Alpler’deki Tignes tatil beldesinde çalışan engelli Hermann, kol emeği yapan politikacıların olmadığını ve bu nedenle kendisinin ve arkadaşlarının durumunu anlamadıklarını söylüyor.
Birçok politikacının aynı çalışmaları yaptığını ve geçimini sağlamak için her gün çalışmak zorunda olmanın nasıl bir şey olduğunu bilmediğini söylüyor.
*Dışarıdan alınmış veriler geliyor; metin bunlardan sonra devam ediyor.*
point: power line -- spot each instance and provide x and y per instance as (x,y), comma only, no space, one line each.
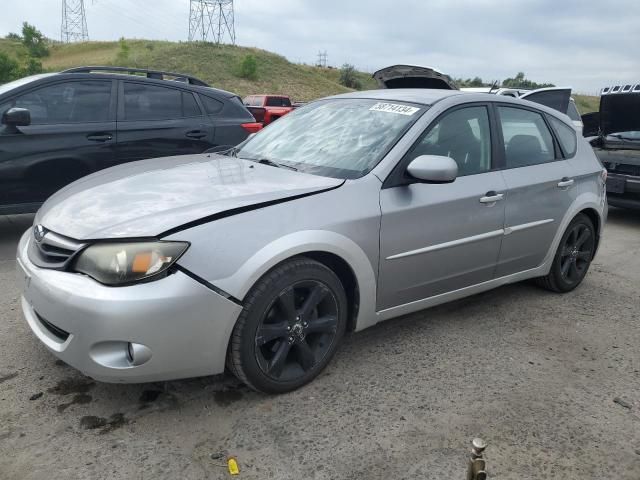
(211,21)
(74,22)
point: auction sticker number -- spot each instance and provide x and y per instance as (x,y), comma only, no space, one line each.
(394,108)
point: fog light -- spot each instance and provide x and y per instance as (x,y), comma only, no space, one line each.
(138,354)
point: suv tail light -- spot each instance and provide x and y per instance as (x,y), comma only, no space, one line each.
(252,127)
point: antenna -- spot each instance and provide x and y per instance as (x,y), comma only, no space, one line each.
(74,22)
(322,59)
(211,21)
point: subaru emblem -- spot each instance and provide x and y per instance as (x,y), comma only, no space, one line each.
(39,233)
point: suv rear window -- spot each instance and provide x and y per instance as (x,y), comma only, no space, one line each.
(67,102)
(150,102)
(211,105)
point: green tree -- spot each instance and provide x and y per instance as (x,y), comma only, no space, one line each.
(520,81)
(31,67)
(249,67)
(9,68)
(348,77)
(123,53)
(34,40)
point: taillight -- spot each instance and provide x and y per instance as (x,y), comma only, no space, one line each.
(252,127)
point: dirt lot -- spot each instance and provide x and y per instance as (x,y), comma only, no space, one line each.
(551,382)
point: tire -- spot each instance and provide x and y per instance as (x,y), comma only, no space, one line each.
(292,322)
(573,257)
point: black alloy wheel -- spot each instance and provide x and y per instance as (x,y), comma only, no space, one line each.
(573,257)
(292,322)
(297,330)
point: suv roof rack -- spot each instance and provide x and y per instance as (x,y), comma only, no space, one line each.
(157,74)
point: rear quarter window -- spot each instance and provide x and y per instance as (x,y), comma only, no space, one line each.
(566,136)
(211,105)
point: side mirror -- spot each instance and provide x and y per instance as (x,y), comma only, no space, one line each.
(16,117)
(433,169)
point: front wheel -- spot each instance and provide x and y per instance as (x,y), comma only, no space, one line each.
(291,325)
(573,257)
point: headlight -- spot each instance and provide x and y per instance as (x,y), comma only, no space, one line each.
(121,263)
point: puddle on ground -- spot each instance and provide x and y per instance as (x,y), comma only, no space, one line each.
(80,399)
(149,396)
(227,397)
(115,421)
(72,385)
(8,377)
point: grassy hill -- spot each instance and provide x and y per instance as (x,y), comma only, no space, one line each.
(217,65)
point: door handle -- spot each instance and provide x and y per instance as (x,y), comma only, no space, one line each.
(196,134)
(491,197)
(565,182)
(100,137)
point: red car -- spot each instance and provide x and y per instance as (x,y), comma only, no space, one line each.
(268,108)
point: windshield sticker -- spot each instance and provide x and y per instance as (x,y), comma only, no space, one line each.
(394,108)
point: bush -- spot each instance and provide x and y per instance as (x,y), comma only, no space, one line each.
(348,77)
(249,68)
(9,68)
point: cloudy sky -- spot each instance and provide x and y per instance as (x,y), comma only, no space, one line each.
(581,43)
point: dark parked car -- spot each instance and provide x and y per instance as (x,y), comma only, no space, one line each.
(614,133)
(59,127)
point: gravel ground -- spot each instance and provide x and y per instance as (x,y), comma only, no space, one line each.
(551,382)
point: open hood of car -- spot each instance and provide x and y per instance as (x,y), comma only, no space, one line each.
(152,197)
(620,112)
(553,97)
(410,76)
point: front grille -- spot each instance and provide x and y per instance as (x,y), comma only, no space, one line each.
(55,331)
(51,250)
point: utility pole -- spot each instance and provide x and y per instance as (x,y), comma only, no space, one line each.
(211,21)
(74,22)
(322,59)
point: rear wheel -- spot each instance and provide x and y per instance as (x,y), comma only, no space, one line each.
(290,328)
(573,257)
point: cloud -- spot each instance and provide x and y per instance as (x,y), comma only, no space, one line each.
(573,42)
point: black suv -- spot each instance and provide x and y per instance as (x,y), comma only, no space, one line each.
(59,127)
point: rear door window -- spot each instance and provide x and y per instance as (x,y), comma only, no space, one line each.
(151,102)
(527,140)
(566,136)
(68,102)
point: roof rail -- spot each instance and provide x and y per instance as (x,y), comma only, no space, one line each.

Ayrıca politikacıların sözlerini yerine getirmemelerine de kızgın.
21 yaşında bir marangoz olan Maxime Bricaud, politikacıların çalışan sınıflardaki insanlara yardım etmediğini kabul ediyor.
“İnsanlar bizimle, işçi sınıfındakilerle, imkanları kısıtlı olanlarla ilgilenmiyor… Daha çok parası olan insanlar için çok şey yapıyorlar” diyerek gençlerin bile ciddiye alınmadığını sözlerine ekledi. “Ülkenin geleceği biziz.”
“(Politikacılar) hayatımızı kolaylaştırmak için fazla bir şey yapmıyorlar” dedi. “Bizi profesyonel hayata hazırlamıyorlar ve sadece daha fazla çalışmamızı istiyorlar.”
Siyasette, siyasete ilgi duymasını sağlayacak pek fazla değişiklik olmadığını söylüyor.
Bricaud, “Kaç yıldır bilmiyorum, çoğu zaman aynı adaylar,” dedi.
Lyon’da pazarlama alanında çalışan Adrien Humbert, Fransa seçimlerinde oy kullanmama tercihine farklı bir bakış attı.
Adrien Humbert
Humbert, “siyasi eyleme ya da en azından siyasi eylemin faydalarına gerçekten inanmadığını” söyledi.
Kendisi için önemli olan tek şeyin çevre olduğunu, ancak Yeşillerin zaten cumhurbaşkanlığı seçimlerinde hiç şansının olmayacağını söylüyor.
Yeşiller Partisi ilk turu 10 Nisan’da %5 eşiğinin altında tamamladı, bu da kampanya ücretlerini geri ödemeleri gerektiği anlamına geliyor.
Humbert, Macron’un büyük olasılıkla seçimi kazanacağını, bu nedenle “oyum çok fazla değişmeyeceğini” söyledi.
Yine de, kendisini ikinci turda Marine le Pen’e karşı Macron’a oy vermeye ikna etmeye çalışan insanları tanıdığından bahsetmişti.
Ancak Fransız halkının gerekli olduğunu düşündüğü çevresel değişikliklere hazır olmadığını da sözlerine ekledi.
“Bu siyasi bir soru değil, kişisel irade meselesi… benim için eylem daha bireysel ve birey (sadece) onları eğitirsek değişir.”